Válerie Trierweiler, the girlfriend of French presidential candidate François Hollande, apparently became so upset upon finding her image splashed on the front page of Paris Match, that she took to Twitter to publicly express her fury.
The French magazine, which she happens to write for, published a photo of her and Hollande with the headline: “Válerie: François Hollande’s lucky charm: How their love was born.”
The journalist claims she was so outraged that she took to Twitter and posted the following:
The tweet read: “What a shock to find yourself on the front page of your own paper. I am angry to see the use of photos without my agreement and without letting me know.”
(As background, you you should know that Trierweiler, 46, met Hollande during an assignment, while covering politics for Paris Match. They kept their relationship under wraps for a while, but last November, she vowed to stop political coverage for the magazine citing a conflict of interest.)
Trierweiler later posted another tweet, sarcastically congratulating her own publication for depicting her as arm candy on International Women’s Day of all days.
The tweet translates to: “Bravo Paris March for its sexism on International Women’s Day… Thoughts for all angry women.”
In return, Paris Match’s Twitter page (which surprisingly, NEVER tweets to individual users) fired back:
“It’s true Válerie that we didn’t discuss the front page with you. That’s Match’s independence. You are in the best position to understand (that).”
Some took to Twitter and expressed their support, saying things like : “What a slap in the face by your own employer,” etc.
But honestly, I find the whole thing a bit suspicious. Somehow, it did not seem authentic.
Here is my reasoning:
The first evidence of possible manipulation is based on simple basics of social media- Notice that in her first tweet, Mrs. Trierweiler used a hashtag (#) for the word “Paris,” which is somewat strange because, if she indeed was so furious that she wanted to address her employer- Paris Match itself, the official Twitter account- she would have had to use the publication’s Twitter handle, which is @ParisMatch, and not #Paris. Using #Paris, however, did guarantee visibility all around the world. Coincidence? I think not.

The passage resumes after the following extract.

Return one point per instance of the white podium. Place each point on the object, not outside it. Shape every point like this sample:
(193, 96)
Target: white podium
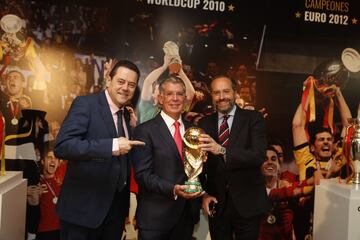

Most importantly- if you became upset with your employer, would your first reaction really be to tweet about it instead of meeting personally with your boss to talk about it? At the very least, wouldn’t you send an e-mail?
One can only wonder– Did she make an honest mistake or was this all part of the plan? Can we assume that Mrs. Trierweiler, a journalist of her stature, does not even know the basics of Twitter? The rest of her tweets prove otherwise. This tweet, for example, shows she knows perfectly well how to address another person and a media organization on Twitter.
Or did she purposely do all this so that all Twitter users who follow the keyword “Paris” could see her tweet, thus drawing more attention to herself? She is, after all, no longer a mere journalist, but more prominently, a candidate for First Lady of France. She and Hollande, just like all the other candidates, need all the publicity and buzz they can get.
By the way, I’m not the only one to be skeptical of Valtrier’s Twitter rant. Other Twitter users, are also suspicious of it, including Twitter user @Frouteman, who tweeted: “@valtrier: today’s controversy proves your hypocrisy or your sense of propaganda?” Here is her original tweet in French:
I may be wrong, but all these little technical details do make me wonder. What do you think? Faux or not?